Évolution du taux de syndicalisation : un déclin progressif
Le taux de syndicalisation a chuté de 30 % à 17 % dans les années 1950, il est ensuite resté assez stable jusqu'à la fin des années 1970, puis a dégringolé à nouveau pour atteindre 10 % au début des années 1990 selon les estimations du ministère du Travail. Ce niveau s’est ensuite maintenu, mais avec une érosion progressive et des variations sectorielles notables.
Dans le secteur privé, le taux de syndicalisation a reculé ces dernières années, passant de 8,7 % en 2013 à 7,8 % en 2019.
Si le secteur public a historiquement affiché un taux de syndicalisation plus élevé que le secteur privé, il n’a pas échappé à cette tendance baissière. En 2013, 19,8 % des agents de la fonction publique étaient syndiqués, mais ce chiffre est tombé à 18,4 % en 2019, soit une baisse de 1,4 point en six ans.
Les dernières données disponibles confirment que cette tendance ne s’inverse pas. En 2023, les organisations syndicales ont enregistré une nouvelle baisse de leur présence dans les entreprises, dans un contexte de réformes du dialogue social et de fusion des instances représentatives du personnel (création du CSE). La disparition progressive des comités d’entreprise et des délégués du personnel a réduit la visibilité des syndicats dans de nombreuses structures, compliquant encore davantage leur mission de recrutement.
Le secteur privé en France affiche un taux de syndicalisation particulièrement faible, atteignant un point bas historique de moins de 8 %. À l’inverse, la fonction publique, bien que connaissant une baisse progressive, reste plus syndiquée avec un taux d’adhésion d’environ 18 %. Cette disparité met en lumière les difficultés du syndicalisme à s’implanter durablement dans le monde de l’entreprise, notamment dans le secteur privé où la précarité de l’emploi, la méfiance envers les syndicats et l’individualisation des relations de travail freinent l’engagement des salariés.
Disparités selon les secteurs et la taille des entreprises
Le taux de syndicalisation en France varie considérablement en fonction du secteur d’activité et de la taille des entreprises.
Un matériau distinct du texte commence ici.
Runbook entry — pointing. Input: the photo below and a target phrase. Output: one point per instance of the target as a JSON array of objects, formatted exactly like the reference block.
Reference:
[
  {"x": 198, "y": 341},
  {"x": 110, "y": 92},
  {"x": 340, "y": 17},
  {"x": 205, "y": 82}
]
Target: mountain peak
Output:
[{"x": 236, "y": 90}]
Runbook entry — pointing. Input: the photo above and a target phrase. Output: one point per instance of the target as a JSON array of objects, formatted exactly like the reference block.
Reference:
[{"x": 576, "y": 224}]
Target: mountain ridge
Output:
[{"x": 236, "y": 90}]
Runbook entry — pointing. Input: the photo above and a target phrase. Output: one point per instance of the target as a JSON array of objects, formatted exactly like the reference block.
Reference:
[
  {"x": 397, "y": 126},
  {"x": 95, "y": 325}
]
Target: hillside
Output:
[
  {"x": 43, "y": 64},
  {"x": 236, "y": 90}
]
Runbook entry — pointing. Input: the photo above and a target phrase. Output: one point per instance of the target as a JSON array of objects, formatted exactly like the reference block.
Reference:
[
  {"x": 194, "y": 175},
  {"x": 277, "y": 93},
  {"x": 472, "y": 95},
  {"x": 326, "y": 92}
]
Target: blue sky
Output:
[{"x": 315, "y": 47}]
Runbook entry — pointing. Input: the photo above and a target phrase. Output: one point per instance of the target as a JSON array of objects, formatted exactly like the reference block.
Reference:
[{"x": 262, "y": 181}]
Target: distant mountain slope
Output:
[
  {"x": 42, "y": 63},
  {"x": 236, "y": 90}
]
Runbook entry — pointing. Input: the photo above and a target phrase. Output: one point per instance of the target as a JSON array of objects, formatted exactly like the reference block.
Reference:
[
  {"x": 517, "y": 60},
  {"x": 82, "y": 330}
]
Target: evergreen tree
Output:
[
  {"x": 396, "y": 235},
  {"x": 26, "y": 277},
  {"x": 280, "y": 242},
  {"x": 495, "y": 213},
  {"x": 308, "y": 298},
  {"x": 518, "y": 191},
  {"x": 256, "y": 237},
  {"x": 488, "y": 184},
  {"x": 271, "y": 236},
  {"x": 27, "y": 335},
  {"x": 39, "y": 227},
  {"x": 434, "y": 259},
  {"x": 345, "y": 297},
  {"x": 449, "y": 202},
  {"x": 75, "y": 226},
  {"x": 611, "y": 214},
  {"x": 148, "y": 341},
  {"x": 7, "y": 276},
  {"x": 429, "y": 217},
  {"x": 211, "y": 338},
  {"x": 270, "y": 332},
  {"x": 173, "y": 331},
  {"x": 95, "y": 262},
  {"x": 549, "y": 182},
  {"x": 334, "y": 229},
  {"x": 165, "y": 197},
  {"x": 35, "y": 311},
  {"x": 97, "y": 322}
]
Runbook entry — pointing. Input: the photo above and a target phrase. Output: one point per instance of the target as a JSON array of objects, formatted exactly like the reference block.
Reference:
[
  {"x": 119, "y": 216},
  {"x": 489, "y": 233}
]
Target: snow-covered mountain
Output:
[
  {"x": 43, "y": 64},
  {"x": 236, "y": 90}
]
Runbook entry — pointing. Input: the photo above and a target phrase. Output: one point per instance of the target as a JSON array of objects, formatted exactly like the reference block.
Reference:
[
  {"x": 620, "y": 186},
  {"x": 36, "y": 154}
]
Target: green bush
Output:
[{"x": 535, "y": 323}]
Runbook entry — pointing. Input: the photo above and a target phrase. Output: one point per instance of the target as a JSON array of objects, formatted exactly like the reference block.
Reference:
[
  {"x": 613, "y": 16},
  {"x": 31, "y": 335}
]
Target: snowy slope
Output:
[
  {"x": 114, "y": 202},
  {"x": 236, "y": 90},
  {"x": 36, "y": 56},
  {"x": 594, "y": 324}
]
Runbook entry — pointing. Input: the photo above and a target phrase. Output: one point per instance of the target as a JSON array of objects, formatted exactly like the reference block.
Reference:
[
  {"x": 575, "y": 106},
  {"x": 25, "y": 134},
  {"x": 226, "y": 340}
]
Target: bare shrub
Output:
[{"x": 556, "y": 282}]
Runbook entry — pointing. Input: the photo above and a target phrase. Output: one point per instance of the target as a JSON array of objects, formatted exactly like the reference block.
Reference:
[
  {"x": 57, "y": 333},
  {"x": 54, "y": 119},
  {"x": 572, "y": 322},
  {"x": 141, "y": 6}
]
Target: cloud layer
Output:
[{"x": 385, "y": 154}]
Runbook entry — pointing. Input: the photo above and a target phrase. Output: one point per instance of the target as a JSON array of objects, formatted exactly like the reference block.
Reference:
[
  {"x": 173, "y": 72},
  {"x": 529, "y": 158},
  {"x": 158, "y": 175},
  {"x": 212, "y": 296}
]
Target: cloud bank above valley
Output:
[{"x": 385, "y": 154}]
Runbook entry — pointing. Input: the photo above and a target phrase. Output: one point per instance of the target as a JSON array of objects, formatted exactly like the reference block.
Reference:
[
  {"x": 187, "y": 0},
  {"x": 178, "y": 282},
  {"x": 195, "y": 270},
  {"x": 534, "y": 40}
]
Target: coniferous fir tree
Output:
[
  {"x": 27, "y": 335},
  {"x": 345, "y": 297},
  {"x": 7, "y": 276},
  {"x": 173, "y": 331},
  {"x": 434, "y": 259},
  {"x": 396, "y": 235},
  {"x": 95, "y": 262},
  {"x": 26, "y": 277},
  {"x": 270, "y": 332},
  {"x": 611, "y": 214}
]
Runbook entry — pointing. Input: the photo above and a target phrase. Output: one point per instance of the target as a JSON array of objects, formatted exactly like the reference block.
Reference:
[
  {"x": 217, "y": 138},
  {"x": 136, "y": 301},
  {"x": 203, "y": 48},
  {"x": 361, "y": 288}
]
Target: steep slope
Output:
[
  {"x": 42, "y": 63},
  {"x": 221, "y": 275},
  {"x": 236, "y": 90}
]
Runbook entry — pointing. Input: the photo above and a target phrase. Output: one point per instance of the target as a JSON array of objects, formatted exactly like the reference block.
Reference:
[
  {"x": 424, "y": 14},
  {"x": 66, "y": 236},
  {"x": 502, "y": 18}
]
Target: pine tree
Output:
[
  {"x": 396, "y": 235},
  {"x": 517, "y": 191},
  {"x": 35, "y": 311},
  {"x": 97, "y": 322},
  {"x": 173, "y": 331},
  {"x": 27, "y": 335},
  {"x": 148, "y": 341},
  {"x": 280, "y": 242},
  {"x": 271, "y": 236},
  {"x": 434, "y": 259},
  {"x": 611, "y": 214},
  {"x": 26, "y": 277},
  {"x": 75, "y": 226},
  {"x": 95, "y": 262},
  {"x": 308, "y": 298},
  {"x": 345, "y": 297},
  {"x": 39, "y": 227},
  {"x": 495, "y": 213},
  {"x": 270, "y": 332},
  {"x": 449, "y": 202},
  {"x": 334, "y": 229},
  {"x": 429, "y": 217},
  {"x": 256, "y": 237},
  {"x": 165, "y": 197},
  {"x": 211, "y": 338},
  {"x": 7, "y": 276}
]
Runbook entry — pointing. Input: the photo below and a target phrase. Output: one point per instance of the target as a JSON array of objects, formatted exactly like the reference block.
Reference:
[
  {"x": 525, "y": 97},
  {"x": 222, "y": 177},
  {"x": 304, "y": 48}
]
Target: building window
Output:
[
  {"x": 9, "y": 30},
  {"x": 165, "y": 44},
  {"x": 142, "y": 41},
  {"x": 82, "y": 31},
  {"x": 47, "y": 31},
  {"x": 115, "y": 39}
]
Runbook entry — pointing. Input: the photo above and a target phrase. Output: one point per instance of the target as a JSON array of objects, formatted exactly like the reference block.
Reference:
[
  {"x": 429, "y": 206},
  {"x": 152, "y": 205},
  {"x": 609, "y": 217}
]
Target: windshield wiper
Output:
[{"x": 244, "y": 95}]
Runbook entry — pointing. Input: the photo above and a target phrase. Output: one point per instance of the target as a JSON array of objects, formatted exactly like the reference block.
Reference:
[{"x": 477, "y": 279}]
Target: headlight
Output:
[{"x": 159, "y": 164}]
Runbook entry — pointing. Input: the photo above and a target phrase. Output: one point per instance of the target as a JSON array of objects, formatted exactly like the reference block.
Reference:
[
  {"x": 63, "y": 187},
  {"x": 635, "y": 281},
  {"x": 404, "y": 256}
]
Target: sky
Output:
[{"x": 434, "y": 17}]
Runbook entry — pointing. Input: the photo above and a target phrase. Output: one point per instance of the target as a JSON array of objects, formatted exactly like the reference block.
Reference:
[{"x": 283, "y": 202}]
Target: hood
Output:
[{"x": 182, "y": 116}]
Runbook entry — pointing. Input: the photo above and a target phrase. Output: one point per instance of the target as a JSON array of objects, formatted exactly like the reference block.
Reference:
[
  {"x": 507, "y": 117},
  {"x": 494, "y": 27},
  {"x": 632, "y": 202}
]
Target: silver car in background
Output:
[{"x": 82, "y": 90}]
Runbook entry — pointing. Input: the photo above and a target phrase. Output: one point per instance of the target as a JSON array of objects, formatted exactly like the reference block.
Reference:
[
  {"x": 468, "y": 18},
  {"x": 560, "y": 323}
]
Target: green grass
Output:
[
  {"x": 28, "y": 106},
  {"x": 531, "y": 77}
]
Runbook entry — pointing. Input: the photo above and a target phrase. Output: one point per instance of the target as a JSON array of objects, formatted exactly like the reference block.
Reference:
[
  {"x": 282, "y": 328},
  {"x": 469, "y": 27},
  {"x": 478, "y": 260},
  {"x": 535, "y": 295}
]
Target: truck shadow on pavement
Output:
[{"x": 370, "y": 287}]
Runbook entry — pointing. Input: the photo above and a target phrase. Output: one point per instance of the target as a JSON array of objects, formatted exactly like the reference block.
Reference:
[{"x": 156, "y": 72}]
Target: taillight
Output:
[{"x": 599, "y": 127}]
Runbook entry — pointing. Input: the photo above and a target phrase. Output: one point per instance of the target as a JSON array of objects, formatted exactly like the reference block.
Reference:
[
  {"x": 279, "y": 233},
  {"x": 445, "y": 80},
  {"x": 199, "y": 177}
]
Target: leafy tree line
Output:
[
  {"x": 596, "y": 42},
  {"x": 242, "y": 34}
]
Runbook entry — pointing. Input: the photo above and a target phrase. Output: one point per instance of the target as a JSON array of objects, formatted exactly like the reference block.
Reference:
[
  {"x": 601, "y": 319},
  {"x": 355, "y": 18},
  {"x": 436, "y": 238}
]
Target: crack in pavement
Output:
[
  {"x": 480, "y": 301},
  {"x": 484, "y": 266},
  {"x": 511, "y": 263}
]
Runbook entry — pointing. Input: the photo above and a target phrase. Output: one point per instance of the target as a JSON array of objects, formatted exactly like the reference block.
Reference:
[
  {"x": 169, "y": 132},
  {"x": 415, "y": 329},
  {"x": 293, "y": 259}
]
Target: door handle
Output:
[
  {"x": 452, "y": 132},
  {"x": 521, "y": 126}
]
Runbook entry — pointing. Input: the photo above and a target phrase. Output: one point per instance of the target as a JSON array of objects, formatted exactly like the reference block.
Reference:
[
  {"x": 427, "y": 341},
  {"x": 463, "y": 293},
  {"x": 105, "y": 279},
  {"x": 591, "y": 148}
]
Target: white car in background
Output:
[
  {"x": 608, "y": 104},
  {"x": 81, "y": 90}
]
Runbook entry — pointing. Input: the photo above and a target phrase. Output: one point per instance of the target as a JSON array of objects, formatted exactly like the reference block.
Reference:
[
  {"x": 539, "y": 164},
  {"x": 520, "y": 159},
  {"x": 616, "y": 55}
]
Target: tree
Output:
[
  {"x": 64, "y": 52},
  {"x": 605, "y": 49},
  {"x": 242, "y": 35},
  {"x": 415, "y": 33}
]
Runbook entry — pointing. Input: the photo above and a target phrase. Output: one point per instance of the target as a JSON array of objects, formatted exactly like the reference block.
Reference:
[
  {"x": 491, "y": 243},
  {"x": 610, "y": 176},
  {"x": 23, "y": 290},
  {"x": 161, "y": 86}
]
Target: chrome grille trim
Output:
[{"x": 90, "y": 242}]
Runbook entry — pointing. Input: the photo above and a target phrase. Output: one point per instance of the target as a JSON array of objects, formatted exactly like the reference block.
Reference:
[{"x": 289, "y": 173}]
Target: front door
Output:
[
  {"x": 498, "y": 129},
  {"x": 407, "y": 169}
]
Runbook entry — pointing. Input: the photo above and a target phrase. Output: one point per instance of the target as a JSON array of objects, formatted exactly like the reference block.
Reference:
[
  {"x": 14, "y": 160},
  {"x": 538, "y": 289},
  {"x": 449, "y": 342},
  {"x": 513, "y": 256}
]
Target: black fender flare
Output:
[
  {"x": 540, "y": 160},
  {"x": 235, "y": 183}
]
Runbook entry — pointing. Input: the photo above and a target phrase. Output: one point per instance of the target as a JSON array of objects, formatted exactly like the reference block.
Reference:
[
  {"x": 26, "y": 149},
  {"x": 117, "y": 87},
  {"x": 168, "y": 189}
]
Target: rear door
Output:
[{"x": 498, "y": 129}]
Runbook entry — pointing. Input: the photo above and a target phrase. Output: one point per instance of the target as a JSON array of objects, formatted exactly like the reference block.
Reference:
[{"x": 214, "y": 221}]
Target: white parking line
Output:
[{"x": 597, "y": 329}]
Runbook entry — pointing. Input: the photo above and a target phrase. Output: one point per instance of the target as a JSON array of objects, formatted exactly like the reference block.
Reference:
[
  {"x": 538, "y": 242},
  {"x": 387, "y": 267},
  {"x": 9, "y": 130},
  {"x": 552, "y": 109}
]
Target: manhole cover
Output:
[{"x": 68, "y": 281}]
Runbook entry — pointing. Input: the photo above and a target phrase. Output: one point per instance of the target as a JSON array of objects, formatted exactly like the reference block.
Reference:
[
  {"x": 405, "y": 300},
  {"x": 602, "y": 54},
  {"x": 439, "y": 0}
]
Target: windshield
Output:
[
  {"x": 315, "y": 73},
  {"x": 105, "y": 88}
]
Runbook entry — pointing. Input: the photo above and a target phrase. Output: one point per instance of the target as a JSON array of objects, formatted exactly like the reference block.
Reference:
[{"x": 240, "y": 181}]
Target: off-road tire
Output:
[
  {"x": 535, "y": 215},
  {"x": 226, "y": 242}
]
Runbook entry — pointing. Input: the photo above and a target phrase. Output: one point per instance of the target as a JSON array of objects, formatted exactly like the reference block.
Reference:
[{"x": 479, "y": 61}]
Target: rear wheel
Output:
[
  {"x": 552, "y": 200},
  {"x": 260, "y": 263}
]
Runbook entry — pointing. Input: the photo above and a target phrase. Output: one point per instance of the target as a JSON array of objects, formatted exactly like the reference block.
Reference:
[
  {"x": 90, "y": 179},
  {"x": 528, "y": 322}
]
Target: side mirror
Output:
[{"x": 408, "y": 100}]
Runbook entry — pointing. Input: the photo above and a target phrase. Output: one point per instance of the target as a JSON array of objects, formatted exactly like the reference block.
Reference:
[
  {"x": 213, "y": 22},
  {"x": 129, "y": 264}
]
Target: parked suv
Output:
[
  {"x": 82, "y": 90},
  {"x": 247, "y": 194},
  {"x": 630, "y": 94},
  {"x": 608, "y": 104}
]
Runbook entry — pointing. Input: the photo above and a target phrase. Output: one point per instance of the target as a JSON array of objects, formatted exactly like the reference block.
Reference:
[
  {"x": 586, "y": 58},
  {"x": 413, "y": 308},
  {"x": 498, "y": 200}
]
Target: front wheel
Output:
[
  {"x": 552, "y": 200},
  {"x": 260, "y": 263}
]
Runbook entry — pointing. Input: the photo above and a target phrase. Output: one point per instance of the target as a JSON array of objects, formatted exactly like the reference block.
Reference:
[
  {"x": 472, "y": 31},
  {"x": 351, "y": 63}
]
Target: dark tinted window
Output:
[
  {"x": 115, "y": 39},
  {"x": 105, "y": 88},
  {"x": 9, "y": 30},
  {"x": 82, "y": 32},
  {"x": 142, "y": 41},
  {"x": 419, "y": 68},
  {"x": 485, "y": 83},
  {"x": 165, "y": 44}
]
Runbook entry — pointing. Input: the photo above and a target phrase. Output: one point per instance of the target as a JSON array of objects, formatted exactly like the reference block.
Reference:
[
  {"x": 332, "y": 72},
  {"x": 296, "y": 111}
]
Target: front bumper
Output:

Si certaines branches professionnelles conservent encore une forte tradition syndicale, d’autres peinent à mobiliser les salariés. De même, les grandes entreprises restent plus propices à la présence syndicale que les petites structures, où l’engagement des salariés est bien plus limité. Les petites entreprises sont particulièrement concernées par cette faible syndicalisation, avec seulement 5 % des salariés syndiqués dans les entreprises de moins de 50 salariés.
Une forte disparité entre les secteurs d’activité
Certains secteurs affichent des taux de syndicalisation nettement supérieurs à la moyenne nationale, tandis que d’autres sont en net retrait.
• Les bastions historiques du syndicalisme : L’industrie, les transports et l’énergie restent des secteurs où la présence syndicale est relativement forte. Les syndicats y ont longtemps joué un rôle clé dans l’obtention de droits sociaux, et la culture de la négociation collective y est bien ancrée. Par exemple, dans le secteur ferroviaire ou chez les électriciens et gaziers, le taux de syndicalisation dépasse souvent 20 %, notamment en raison des régimes spécifiques et des luttes sociales récurrentes.
• Le secteur public, encore structuré mais en recul : La fonction publique, bien que plus syndiquée que le secteur privé, connaît également une baisse de l’adhésion. La restructuration des services publics et la réduction des effectifs ont contribué à cette érosion.
• Les secteurs moins syndiqués : En revanche, le commerce, l’hôtellerie-restauration et les services aux particuliers affichent des taux de syndicalisation extrêmement bas. Ces secteurs sont marqués par une forte précarité de l’emploi (contrats courts, intérim, travail saisonnier), ce qui rend difficile l’implantation syndicale. De plus, la rotation fréquente du personnel et la crainte de représailles de la part des employeurs freinent l’engagement des travailleurs.
Une syndicalisation très faible dans les petites entreprises
La taille de l’entreprise joue également un rôle déterminant dans le taux de syndicalisation. Les grandes entreprises offrent un cadre plus structuré pour l’action syndicale, avec des instances représentatives du personnel et une tradition de négociation collective plus ancrée. En revanche, les petites et moyennes entreprises (PME) et les très petites entreprises (TPE) restent largement en dehors de cette dynamique.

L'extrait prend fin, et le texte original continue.